As for friends: Some friends stood with me, some were shocked. Some would even pass by my stand under the umbrella by the road side, and ignore me. I would sometimes call some of them that and say 'Hi, Hello, What's up?' I didn't mind. It was what I wanted to do. Their action didn't get into me because nobody forced me into it.

8. Are there times of the day you don't trade?

Or do you trade all day? For now, we trade Mondays to Saturdays, from 5pm – 9pm.

9. Challenges in running the business?

At a time that I was really pushing so hard to make the business big, but we had to relax because of financial constraints. The little we make, we pour it into the business, but we thank God, it's growing bit by bit. And then, the kind of facilities we use right now does not protect against harsh weather conditions, especially rain. We still keep running. We didn't start with a mobile shop. It was later on when the threat of rain., and when we could save up some amount of money to build the mobile shop.

10. How many people work with you? I have 3 young men working with me right now.

11. What's (are) your aspirations for the Akara Business? What becomes of your degree?

For the business, I have come to discover that it's just a foundation for me into food business. At the moment, I make soups for people and do delivery. I also cook for events, and cater for events. The akara business is also running. So, we have everything running and growing together.

All I want to do is just food and food. Right now, I am doing an Advanced training /Professional Chef training at Culinary Academy in Ikoyi, Lagos. I am training to be a Professional Chef and get a global standard and exposure to be able to do so much, and grow my business along that line.

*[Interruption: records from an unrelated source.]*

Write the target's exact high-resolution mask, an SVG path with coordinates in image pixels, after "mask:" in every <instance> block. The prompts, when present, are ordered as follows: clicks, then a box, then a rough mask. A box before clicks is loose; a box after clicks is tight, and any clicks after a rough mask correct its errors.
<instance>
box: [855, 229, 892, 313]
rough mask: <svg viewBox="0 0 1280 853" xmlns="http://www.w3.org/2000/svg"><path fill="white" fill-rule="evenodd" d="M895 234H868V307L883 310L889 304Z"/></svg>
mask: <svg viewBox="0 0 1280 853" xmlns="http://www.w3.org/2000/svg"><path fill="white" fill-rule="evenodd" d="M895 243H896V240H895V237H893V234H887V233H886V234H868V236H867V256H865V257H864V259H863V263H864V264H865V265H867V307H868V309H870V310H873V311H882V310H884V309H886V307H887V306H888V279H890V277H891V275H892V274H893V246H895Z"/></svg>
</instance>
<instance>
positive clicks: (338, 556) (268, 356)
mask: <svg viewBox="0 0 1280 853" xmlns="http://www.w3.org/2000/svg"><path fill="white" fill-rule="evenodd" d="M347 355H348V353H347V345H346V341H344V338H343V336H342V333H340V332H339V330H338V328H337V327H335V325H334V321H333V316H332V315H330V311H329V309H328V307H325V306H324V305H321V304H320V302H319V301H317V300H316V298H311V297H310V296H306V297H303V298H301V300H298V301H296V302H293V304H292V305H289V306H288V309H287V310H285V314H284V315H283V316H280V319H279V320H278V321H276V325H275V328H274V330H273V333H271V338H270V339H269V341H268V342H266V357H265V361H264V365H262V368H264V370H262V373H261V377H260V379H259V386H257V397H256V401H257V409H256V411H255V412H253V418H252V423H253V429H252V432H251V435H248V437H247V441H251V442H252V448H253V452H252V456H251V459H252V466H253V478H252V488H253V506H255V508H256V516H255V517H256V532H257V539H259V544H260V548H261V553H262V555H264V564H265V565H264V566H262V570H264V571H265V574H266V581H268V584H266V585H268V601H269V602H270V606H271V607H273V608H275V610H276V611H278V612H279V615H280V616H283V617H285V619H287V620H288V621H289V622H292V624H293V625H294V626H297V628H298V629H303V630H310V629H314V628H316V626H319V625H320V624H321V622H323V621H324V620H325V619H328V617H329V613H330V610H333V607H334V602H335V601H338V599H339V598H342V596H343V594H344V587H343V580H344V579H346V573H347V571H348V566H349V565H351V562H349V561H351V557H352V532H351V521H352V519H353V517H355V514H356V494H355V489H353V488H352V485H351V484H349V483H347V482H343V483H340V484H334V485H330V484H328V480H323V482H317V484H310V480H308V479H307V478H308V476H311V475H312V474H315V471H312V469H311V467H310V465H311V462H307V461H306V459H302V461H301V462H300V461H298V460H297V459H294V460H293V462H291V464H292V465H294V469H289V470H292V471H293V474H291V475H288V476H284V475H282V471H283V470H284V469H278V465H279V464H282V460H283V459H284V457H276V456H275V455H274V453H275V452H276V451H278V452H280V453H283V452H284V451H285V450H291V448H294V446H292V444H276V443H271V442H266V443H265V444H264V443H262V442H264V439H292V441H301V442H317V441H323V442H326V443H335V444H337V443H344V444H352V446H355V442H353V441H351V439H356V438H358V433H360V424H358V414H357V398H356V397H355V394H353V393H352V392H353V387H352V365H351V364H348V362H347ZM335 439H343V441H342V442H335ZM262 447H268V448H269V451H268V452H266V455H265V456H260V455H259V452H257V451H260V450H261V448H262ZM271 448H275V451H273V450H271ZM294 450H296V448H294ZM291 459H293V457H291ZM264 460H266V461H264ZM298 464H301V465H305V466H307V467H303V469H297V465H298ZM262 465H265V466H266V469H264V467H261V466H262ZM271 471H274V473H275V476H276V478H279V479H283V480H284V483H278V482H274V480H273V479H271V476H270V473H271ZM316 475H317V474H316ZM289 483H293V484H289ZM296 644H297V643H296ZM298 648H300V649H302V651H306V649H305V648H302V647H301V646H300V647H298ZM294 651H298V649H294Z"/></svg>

12. Your advice for young Nigerians?

My advice for young Nigerians is that there is something you have that you can go with. Start from where you are and with what you have. Everyone has something – you just have to discover it. The Nigeria we have today is not funny. These are the days of massive shake-up and lay-offs but when you get to start your thing, and it will grow in your hand. I don't know of an establishment that can promise you double or triple of what you started with within in a year but your business can give me much more. But some businesses doesn't bring it like that, immediately, when you start, but one thing is certain: if you stay on it, focused an on top of your game, it's going to work. It's going to make sense at the end. And you'll glad you took that decision. I wish every young folk out there the very best as they set out to do the unusual. Look within, there's something you have that you can start with.